Netflix paved the way for the OTT explosion, but subscription fatigue is starting to set in with consumers. And this is presenting a huge opportunity for ad-supported services like Hulu and Free Ad-Supported Streaming TV Services like Pluto, or FASTs as fellow TV[R]EV analyst Alan Wolk refers to them.
Ad spend is expected to hit $5B by 2020, and brands are flocking to OTT to capitalize on the granular digital-esque targeting capabilities… But brands beware, because a recent study from advanced TV ad solutions company MadHive shows that 18% of OTT inventory is fraudulent. And worst of all, the predominant methods of fraud mirror that of digital. So, before you go throwing dollars at the hot new platform, make sure you have a way to identify and eliminate the crap.
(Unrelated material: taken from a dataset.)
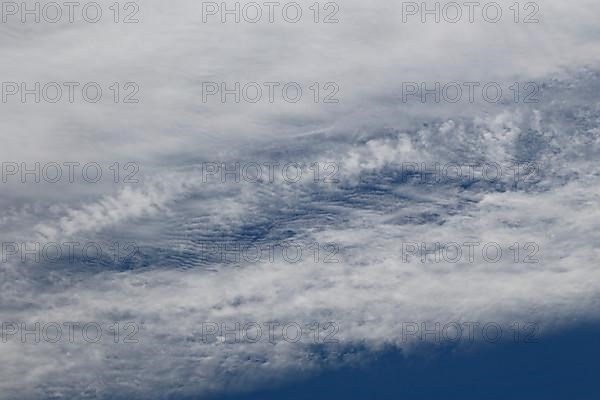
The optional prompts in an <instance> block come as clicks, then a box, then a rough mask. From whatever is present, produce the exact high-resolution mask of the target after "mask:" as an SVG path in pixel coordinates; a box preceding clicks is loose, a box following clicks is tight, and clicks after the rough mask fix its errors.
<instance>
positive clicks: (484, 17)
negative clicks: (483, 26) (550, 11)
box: [402, 1, 540, 24]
Check out our video deep dive on the topic:
And here is a more in-depth look at the specific types of fraud and what to watch out for when executing an OTT ad buy:
1) Misrepresentation: this refers to the inventory being sold and the data associated with it. For example, a fraudulent arbitrager is selling ads they claim are being shown to users in the US, but the ad is actually shown to a device in non-US countries.
2) Device-based fraud: this is when a single device shows a very high number of ads during a given time period, for example, 50 ads in a minute.
3) App-based fraud: this occurs when the same ad-supported OTT app shows a very high rate of activity around the clock.